When a person who spent an entire public life devoted to thwarting the progress of others dies, it may be tempting to assume, as someone noted on Twitter Monday, that hell now has a new demon. And the 92-year-old conservative writer and founder of the Eagle Forum who helped torpedo the Equal Rights Amendment 40 years ago went down swinging, railing against transgender rights in a column posted just last week.

This was a woman who in the year of our Lord 2015 still insisted that "Women like to marry a man who makes more than she does, so then she can take time off and work fewer hours when she has something she’d rather do like have a kid and look after her children. So the pay gap, really, is something that women like." Not even the 1992 admission by her own son John — who continued to support and work with his mom, by the way — that he was gay slowed down her hate-mongering agenda one iota. Last year she told writer and advocate Michelangelo Signorile that "The gays have their argument about inevitability. I don’t think that’s so." And back in the '90s, she referred to her son's outing as "a deliberate strike at me," saying, "It just shows how hateful those people are." 

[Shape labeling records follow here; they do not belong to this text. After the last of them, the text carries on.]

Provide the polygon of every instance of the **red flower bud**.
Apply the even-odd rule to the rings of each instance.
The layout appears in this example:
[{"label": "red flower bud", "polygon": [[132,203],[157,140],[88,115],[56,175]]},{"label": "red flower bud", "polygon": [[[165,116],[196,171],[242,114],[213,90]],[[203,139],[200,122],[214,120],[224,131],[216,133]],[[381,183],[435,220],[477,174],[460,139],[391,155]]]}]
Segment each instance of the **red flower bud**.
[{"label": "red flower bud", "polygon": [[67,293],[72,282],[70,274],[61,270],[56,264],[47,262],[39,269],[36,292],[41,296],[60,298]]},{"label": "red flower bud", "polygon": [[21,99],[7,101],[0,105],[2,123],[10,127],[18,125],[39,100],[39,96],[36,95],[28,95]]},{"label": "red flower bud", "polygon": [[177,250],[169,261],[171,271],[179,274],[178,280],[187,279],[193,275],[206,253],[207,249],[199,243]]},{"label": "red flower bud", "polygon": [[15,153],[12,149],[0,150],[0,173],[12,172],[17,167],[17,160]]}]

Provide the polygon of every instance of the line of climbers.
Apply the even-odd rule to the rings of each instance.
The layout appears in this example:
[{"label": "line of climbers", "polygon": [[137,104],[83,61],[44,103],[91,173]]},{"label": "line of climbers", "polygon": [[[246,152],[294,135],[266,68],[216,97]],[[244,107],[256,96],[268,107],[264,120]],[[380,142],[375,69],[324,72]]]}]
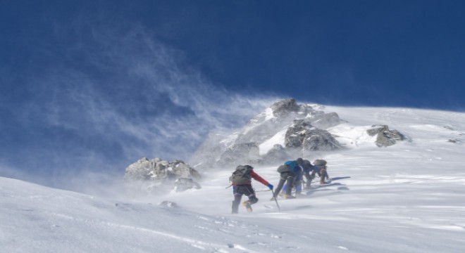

Schlafly was no stranger to the word "hateful." She endorsed Donald Trump largely on the strength of his anti-Muslim rhetoric, complaining that too many European nations have "let these Muslims overrun their country." In 2007, she told women that "By getting married, the woman has consented to sex, and I don't think you can call it rape." Decades earlier, she explained to them that "Sexual harassment on the job is not a problem for the virtuous woman except in the rarest of cases." She was, for the better part of a century, a person who put her time and energy into fighting reproductive rights, LGBT rights, and basic sex education, calling it "like in-home sales parties for abortions." She was a world-class troll who enjoyed saying explosive things with little to no regard for anyone her comments would offend. In her obituary, the New York Times understatedly referred to her as "polarizing." These are the facts of her life. These are the choices she made. This is the legacy she worked very hard to leave behind.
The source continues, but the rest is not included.